Consequently, Microsoft decided to reel in the chatbot with a new chat limit, changing chat sessions from an unlimited session to a five-question limit and a 50-chat turn limit per day. That limit was then expanded to six chat turns per session and 60 total chats per day, still less than the original experience users got. 

Microsoft notes that convoluted, long chat sessions were not something they were necessarily testing for internally, so the public’s use and feedback has actually been useful in learning more about the chatbot. 

“In fact, the very reason we are testing the new Bing in the open with a limited set of preview testers is precisely to find these atypical use cases from which we can learn and improve the product,” says Microsoft. 

Is Microsoft’s AI chatbot better than ChatGPT?

ZDNET has tested both Microsoft Bing’s chatbot and Open AI’s ChatGPT chatbot.
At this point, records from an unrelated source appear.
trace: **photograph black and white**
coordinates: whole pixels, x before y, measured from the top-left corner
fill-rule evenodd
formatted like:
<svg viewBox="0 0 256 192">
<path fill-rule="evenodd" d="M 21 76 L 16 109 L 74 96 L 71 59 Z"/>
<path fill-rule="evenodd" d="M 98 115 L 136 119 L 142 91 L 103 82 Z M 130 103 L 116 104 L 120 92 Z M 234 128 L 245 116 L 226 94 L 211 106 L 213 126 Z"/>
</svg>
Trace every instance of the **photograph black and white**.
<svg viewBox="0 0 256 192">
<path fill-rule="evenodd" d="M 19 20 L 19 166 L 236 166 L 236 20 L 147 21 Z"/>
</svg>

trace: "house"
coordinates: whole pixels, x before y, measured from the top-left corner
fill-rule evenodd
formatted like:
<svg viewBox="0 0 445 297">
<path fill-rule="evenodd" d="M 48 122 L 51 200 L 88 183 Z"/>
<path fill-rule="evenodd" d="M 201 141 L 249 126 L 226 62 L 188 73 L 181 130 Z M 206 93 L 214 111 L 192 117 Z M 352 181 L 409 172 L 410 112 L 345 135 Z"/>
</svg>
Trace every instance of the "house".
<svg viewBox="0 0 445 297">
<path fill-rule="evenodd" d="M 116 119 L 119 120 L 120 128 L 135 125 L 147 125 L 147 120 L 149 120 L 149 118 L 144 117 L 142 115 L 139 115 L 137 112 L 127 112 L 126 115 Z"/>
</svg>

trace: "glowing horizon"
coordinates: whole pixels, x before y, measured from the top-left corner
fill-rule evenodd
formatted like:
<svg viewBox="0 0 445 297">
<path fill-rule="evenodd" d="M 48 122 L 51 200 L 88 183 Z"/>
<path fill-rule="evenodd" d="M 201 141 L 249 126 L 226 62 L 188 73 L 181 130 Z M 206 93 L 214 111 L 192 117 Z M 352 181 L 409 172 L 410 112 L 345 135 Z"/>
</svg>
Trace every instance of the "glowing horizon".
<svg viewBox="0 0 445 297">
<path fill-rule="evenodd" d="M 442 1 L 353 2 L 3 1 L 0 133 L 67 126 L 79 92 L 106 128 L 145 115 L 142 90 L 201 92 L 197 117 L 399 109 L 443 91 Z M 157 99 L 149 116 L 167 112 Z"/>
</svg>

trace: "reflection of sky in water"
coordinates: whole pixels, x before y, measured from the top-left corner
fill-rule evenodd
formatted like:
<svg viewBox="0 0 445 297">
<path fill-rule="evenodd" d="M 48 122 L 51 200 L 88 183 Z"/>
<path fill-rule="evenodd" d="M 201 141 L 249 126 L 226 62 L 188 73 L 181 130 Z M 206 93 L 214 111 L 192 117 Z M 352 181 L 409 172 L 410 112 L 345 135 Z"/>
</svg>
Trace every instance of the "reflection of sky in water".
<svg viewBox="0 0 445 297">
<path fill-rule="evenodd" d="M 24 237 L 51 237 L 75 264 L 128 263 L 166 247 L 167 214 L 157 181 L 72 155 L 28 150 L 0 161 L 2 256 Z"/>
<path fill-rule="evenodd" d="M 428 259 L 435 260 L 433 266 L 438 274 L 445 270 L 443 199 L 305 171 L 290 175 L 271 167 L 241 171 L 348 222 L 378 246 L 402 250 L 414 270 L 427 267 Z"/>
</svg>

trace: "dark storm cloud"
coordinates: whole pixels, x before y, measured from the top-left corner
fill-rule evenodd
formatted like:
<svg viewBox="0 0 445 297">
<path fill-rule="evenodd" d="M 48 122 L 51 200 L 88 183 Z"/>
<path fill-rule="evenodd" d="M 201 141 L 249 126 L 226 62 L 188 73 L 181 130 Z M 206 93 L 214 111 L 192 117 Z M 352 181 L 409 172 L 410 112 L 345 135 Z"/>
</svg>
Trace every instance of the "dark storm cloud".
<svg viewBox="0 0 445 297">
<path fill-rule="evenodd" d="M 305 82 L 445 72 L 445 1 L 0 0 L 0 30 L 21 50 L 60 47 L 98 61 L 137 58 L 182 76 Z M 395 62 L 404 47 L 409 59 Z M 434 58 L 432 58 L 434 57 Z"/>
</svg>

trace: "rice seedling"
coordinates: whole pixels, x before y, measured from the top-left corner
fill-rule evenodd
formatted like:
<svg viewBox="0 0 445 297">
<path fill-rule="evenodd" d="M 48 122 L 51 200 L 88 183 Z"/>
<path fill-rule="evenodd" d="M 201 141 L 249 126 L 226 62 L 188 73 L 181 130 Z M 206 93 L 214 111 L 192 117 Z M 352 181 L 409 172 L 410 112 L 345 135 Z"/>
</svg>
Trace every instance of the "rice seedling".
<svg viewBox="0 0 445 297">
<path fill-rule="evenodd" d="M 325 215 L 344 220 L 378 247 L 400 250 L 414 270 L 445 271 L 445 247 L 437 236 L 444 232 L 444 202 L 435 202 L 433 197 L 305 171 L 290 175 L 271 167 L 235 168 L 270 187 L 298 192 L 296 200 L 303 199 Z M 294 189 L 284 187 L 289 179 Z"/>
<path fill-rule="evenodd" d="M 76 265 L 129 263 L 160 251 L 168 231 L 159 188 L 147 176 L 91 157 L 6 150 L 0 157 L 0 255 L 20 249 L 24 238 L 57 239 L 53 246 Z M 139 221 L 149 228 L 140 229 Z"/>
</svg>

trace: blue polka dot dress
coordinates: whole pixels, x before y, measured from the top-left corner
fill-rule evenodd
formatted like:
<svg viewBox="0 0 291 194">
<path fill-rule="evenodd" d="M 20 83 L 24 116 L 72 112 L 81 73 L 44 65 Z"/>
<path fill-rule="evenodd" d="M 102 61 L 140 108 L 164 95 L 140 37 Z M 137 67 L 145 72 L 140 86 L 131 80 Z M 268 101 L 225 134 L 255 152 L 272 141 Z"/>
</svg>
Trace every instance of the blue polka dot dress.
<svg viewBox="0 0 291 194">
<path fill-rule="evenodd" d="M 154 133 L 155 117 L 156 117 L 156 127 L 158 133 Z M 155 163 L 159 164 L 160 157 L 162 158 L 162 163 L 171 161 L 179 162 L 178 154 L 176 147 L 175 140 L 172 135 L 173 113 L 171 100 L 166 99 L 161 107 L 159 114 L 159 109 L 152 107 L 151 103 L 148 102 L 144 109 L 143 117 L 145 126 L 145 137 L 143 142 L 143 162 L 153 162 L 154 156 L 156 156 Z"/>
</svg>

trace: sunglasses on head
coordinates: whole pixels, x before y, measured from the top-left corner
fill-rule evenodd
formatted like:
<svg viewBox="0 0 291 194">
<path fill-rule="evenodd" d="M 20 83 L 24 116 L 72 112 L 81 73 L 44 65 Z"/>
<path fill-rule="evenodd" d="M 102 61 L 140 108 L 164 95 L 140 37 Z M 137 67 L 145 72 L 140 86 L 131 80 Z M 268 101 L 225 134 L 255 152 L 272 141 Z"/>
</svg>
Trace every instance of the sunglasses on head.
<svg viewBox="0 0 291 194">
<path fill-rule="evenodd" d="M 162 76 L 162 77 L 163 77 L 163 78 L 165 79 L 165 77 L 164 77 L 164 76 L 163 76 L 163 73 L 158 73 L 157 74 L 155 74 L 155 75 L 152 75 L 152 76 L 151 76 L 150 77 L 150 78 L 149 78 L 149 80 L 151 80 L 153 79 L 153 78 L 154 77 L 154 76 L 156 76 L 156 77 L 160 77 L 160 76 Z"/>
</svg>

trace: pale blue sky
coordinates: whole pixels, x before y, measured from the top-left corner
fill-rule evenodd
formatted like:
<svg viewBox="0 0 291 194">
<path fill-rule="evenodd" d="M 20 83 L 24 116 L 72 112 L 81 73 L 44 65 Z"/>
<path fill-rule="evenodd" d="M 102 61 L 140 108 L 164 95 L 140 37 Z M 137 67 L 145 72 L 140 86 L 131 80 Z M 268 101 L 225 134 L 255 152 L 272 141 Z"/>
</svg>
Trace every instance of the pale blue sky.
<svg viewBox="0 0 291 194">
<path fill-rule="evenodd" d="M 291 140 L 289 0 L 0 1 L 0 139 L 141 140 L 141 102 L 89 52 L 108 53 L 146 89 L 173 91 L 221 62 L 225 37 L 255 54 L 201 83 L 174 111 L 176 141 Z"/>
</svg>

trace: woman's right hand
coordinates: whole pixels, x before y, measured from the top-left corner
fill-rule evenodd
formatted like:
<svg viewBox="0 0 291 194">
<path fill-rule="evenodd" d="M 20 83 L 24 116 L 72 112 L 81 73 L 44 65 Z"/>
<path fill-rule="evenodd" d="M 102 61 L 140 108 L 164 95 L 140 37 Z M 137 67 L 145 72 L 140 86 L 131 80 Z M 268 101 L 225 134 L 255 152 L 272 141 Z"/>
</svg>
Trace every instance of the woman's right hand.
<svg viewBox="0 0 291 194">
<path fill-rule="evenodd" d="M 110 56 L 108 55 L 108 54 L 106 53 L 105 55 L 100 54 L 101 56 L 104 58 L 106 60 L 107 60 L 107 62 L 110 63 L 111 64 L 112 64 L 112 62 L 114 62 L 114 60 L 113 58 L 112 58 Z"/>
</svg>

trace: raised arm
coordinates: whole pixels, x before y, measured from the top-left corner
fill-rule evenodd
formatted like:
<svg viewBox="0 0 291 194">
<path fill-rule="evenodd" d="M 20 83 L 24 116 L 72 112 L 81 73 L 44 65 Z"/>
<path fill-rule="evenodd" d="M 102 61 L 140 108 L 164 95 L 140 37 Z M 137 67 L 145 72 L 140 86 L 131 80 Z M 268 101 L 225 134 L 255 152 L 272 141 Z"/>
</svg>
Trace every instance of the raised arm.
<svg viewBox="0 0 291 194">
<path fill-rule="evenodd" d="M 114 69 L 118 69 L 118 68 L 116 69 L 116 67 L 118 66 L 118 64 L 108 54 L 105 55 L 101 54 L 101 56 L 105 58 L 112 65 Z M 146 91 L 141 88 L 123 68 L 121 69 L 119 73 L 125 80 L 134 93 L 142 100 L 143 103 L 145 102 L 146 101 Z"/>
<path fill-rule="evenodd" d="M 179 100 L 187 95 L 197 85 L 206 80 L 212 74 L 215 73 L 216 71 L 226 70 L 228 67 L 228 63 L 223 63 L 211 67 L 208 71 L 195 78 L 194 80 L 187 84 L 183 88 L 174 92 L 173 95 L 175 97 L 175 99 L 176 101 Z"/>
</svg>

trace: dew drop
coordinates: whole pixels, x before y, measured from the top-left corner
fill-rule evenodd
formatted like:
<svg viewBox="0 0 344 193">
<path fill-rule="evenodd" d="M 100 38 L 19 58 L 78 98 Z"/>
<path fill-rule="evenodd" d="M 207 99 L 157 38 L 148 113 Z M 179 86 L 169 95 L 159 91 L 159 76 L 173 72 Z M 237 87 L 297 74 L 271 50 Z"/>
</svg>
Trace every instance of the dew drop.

The findings from testing Bing’s version was that it solved major problems with ChatGPT including knowledge of current events via internet access and footnotes with links to sources the information was pulled from. 

How will releasing the new Bing affect Microsoft?

Microsoft’s search engine is undergoing an unprecedented run in the spotlight after being overshadowed by Google Search for the past 14 years.

Microsoft CEO Satya Nadella said ChatGPT will “fundamentally change” all software, starting with what he said was the “largest category of all — search”. Microsoft claims the addition to Bing of its next-generation version of OpenAI’s GPT will lead to the “largest jump in relevance in two decades.” For this task, it developed the “Microsoft Prometheus,” a proprietary model that meshes with OpenAI’s models to generate more relevant results.  

If the buzz around ChatGPT does rub off on Bing as a search engine, Microsoft could see its user numbers meaningfully increase. ChatGPT gained 100 million users within just two months to become the fastest-growing ‘app’ of all time.

According to Statista, Bing has 1.2 billion users. But Bing also only has about 4% of the world’s search market, compared to Google’s 92%, according to Statcounter GlobalStats.